With the splitter classes derived from the base Splitter, PyMVPA makes dataset splitting easy. All dataset splitters in PyMVPA are implemented as Python generators, meaning that when called with a dataset once, they return one dataset split per iteration and an appropriate Exception when they are done. This is exactly the same behavior as of e.g. the Python xrange() function.
To perform data splitting for the already mentioned cross-validation, PyMVPA provides the NFoldSplitter class. It implements a method to generate arbitrary N-M splits, where N is the number of different chunks in a dataset and M is any non-negative integer smaller than N. Doing a leave-one-out split of our example dataset looks like this:
>>> from mvpa.datasets.splitters import NFoldSplitter
>>> splitter = NFoldSplitter(cvtype=1) # Do N-1
>>> for wdata, vdata in splitter(data):
... pass
where wdata is the working dataset and vdata is the validation dataset. If we have a look a those datasets we can see that the splitter did what we intended:
>>> split = [ i for i in splitter(data)][0]
>>> for s in split:
... print s
Dataset / float64 9 x 5 uniq: 1 labels 9 chunks
Dataset / float64 1 x 5 uniq: 1 labels 1 chunks
>>> split[0].uniquechunks
array([1, 2, 3, 4, 5, 6, 7, 8, 9])
>>> split[1].uniquechunks
array([0])
In the first split, the working dataset contains nine chunks of the original dataset and the validation set contains the remaining chunk.
Behavior of the splitters can be heavily customized by additional arguments to the constructor (see Splitter for extended help on the arguments). For instance, in the analysis in fMRI data it might be important to assure that samples in the training and testing parts of the split are not neighboring samples (unless it is otherwise assured by the presence of baseline condition on the boundaries between chunks, samples of which are discarded prior the statistical learning analysis). Providing argument discard_boundary=1 to the splitter, would remove from both training and testing parts a single sample, which lie on the boundary between chunks. Providing discard_boundary=(2,0) would remove 2 samples only from training part of the split (which is desired strategy for NFoldSplitter where training part contains majority of the data).

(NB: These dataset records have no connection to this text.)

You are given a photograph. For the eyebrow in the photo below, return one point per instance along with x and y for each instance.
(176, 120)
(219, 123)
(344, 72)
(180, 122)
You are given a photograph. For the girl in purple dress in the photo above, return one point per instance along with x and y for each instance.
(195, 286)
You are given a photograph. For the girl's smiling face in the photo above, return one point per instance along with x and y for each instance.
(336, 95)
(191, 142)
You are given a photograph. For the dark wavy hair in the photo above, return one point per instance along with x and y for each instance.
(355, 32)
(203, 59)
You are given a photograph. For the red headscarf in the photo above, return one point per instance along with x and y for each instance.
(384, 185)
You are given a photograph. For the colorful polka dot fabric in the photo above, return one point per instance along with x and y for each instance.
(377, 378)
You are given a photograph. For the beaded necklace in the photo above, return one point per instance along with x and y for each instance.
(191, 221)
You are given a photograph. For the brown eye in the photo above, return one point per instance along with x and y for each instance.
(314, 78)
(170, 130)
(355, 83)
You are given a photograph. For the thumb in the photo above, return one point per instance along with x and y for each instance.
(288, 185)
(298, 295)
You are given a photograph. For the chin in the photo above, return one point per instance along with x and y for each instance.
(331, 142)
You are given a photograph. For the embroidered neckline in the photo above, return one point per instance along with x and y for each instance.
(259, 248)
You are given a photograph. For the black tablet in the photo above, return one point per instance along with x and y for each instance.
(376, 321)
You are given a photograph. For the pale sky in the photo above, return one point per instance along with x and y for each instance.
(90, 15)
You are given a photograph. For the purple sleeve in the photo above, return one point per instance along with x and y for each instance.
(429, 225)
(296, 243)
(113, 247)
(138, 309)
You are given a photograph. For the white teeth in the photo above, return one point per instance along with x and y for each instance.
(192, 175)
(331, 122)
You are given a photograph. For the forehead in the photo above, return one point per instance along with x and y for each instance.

The usage of the splitter, creating a splitter object and calling it with a dataset, is a very common design pattern in the PyMVPA package. Like splitters, there are many more so called processing objects. These classes or objects are instantiated by passing all relevant parameters to the constructor. Processing objects can then be called multiple times with different datasets to perform their algorithm on the respective dataset. This design applies to the majority of the algorithms implemented in PyMVPA.